One moment we were the people we’d always been, and the next, we became something different.

I just made sure my “different” was stronger, so I couldn’t be torn down like that again.

So even if everyone around me fell, I’d still be standing.

Ready to help them get back up. I never paused to consider if the thing holding me up was muscle or scar tissue.

“You should have seen them,” I say, surprised by how quickly I sober at the thought of Mom and Zola. “And Zo,” I whine. “I want this for her.
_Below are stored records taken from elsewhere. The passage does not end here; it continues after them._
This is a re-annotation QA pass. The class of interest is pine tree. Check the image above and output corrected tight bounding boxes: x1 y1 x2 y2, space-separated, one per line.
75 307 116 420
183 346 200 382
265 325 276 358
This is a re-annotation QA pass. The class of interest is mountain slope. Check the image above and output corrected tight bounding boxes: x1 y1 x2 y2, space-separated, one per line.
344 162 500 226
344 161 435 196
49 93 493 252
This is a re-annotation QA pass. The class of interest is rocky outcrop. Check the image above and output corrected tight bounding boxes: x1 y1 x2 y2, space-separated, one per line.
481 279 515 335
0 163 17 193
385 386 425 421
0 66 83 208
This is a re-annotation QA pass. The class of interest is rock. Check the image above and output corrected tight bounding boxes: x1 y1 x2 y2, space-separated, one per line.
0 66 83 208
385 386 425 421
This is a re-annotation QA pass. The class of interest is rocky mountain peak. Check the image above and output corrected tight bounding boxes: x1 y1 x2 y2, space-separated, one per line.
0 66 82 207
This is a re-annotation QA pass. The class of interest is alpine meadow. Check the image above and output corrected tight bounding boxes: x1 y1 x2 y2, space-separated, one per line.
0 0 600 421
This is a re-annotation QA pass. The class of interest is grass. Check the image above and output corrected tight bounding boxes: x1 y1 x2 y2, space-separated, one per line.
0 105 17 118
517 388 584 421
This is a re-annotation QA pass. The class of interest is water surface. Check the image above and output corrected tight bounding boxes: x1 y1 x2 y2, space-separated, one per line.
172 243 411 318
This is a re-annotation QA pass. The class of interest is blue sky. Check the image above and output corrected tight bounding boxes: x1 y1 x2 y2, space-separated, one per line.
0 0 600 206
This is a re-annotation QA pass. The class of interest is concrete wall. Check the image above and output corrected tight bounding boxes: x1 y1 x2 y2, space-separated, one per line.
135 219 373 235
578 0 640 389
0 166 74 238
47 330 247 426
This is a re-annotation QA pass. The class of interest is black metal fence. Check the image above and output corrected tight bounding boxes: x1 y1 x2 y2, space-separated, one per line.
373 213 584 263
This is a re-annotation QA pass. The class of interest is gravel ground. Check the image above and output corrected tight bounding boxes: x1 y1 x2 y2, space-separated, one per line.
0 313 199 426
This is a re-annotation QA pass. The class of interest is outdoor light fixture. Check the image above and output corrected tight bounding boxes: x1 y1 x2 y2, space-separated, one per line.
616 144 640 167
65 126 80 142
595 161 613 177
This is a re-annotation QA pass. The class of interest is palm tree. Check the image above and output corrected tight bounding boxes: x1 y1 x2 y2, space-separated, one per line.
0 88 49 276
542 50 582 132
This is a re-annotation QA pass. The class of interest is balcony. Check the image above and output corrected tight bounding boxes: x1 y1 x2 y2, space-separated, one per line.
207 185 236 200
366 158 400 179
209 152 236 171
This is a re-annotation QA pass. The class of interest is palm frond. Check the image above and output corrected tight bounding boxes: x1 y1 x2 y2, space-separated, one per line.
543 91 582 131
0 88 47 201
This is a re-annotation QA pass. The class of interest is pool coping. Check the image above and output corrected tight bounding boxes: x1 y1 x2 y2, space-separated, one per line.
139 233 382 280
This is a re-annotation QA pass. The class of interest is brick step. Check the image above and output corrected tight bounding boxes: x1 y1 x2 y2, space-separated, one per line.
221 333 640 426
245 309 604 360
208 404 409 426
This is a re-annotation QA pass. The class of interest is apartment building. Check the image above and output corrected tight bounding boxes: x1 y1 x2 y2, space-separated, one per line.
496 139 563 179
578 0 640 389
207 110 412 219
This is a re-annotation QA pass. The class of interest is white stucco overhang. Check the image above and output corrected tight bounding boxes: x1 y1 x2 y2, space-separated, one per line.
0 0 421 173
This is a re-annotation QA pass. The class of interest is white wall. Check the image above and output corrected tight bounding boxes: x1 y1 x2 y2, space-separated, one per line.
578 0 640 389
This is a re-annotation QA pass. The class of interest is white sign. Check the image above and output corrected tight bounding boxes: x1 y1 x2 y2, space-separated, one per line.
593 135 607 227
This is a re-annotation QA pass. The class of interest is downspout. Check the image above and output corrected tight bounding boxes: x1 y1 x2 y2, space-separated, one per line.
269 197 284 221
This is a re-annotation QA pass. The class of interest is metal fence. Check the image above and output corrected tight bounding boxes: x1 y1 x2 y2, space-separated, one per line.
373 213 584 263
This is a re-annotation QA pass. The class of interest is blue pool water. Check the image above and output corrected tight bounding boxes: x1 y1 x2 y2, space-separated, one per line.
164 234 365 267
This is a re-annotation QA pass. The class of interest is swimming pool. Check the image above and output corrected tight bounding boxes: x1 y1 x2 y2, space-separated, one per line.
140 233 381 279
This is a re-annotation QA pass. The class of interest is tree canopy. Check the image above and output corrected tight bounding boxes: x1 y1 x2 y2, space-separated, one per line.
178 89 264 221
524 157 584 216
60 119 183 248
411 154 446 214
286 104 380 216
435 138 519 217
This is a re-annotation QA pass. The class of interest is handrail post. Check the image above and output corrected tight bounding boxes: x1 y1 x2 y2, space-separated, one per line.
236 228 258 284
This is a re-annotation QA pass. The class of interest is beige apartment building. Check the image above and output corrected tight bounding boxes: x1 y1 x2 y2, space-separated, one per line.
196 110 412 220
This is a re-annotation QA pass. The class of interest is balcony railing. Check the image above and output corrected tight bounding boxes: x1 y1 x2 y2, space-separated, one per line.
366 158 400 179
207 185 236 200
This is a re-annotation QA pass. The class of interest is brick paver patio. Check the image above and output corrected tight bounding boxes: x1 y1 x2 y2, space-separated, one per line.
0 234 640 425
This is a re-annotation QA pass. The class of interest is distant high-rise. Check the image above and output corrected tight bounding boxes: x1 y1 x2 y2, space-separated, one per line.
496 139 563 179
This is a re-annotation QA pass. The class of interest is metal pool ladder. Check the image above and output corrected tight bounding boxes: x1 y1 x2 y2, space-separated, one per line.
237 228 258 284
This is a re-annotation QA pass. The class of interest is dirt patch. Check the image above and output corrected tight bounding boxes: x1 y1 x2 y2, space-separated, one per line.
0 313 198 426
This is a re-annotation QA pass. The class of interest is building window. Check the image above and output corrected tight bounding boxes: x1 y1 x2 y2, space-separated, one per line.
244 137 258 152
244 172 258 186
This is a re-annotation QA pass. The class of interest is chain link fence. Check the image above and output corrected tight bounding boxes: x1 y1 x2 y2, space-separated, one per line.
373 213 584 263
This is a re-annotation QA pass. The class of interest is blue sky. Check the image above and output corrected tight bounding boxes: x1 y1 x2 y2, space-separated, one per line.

I want her to have something nobody can take from her. But there’s gotta be another way.”

“Zo would be doing you a favor by keeping you off the apps. I’ve been swiping up here for years.

That shit is horrendous.” Liv braces for impact as she continues.
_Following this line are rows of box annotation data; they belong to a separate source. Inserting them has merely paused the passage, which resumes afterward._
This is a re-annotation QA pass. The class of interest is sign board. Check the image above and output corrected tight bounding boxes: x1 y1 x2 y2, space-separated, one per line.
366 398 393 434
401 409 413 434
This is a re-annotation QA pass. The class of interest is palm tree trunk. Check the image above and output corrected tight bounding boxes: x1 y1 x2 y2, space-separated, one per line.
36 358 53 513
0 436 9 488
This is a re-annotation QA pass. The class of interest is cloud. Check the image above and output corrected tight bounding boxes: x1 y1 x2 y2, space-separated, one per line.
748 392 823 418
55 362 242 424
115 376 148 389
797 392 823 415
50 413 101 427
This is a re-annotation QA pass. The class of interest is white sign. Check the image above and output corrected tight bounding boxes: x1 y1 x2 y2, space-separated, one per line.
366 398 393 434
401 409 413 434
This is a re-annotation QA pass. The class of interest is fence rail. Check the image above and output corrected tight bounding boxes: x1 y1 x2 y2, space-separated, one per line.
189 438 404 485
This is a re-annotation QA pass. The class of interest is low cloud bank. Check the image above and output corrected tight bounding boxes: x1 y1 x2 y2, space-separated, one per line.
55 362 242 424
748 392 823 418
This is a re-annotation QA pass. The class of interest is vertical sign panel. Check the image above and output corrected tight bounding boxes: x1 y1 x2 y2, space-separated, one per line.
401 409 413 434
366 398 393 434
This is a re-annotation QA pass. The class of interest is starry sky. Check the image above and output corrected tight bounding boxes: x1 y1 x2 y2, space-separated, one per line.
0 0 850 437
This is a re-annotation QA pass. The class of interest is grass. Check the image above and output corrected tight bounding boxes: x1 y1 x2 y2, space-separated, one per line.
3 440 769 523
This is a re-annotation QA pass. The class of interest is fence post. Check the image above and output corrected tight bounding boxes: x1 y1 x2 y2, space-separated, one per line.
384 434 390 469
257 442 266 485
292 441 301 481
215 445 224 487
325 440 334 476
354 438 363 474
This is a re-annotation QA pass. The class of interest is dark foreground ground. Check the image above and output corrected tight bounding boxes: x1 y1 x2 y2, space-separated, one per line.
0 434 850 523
“And I love you, but you, my friend, have looked fucking miserable all night. A little dumb fun isn’t the worst thing that could happen to you.
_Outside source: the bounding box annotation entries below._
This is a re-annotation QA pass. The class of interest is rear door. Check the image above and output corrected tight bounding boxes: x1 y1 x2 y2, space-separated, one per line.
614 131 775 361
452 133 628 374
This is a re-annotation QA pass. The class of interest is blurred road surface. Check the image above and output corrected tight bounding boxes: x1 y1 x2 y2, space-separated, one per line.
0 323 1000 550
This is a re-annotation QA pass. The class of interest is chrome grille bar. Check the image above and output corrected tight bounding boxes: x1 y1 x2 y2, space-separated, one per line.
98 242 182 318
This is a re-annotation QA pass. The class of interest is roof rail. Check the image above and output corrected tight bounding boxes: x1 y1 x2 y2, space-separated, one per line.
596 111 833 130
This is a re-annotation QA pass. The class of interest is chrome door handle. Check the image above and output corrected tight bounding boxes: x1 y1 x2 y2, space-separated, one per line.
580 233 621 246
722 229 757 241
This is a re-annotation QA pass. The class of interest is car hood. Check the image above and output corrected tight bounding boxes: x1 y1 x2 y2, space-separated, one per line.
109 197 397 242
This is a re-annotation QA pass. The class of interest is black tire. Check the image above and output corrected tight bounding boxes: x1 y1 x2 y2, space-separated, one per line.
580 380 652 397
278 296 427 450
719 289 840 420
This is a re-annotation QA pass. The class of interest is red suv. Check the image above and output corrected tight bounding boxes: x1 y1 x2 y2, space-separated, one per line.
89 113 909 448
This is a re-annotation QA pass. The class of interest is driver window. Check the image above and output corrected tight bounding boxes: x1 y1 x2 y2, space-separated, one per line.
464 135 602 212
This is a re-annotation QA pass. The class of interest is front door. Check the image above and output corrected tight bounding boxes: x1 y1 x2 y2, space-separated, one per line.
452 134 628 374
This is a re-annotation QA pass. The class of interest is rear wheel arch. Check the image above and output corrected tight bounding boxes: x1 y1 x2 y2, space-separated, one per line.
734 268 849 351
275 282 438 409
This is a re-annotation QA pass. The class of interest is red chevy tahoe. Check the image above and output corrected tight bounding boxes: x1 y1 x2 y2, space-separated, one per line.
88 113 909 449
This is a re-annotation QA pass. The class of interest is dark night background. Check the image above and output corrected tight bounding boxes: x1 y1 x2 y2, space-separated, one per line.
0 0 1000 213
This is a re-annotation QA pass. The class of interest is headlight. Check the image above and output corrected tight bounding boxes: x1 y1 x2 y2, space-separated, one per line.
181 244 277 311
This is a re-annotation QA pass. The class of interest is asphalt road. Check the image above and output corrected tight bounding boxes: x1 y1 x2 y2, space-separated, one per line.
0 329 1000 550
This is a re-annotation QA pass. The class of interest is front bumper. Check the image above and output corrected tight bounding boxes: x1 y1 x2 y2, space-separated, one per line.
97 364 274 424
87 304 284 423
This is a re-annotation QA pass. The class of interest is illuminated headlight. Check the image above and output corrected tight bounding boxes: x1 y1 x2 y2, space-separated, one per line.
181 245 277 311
Or a crush. I haven’t heard you talk about a guy since—”

“That guy with the hands?” I ask, cupping the air above my lap.

“Ew, god, no.”

“Okay, but I do kinda miss him.”

“That’s ’cause you’re disgusting,” she says, a little too quickly. “No, it was the one who’d come see you at the bar every night. We tailgated with him when I was in town.”

“Oh! Adam.”

“Wait, I thought Adam was gay.”

“He is.”

“Then why would I be talking about Adam, Kai?”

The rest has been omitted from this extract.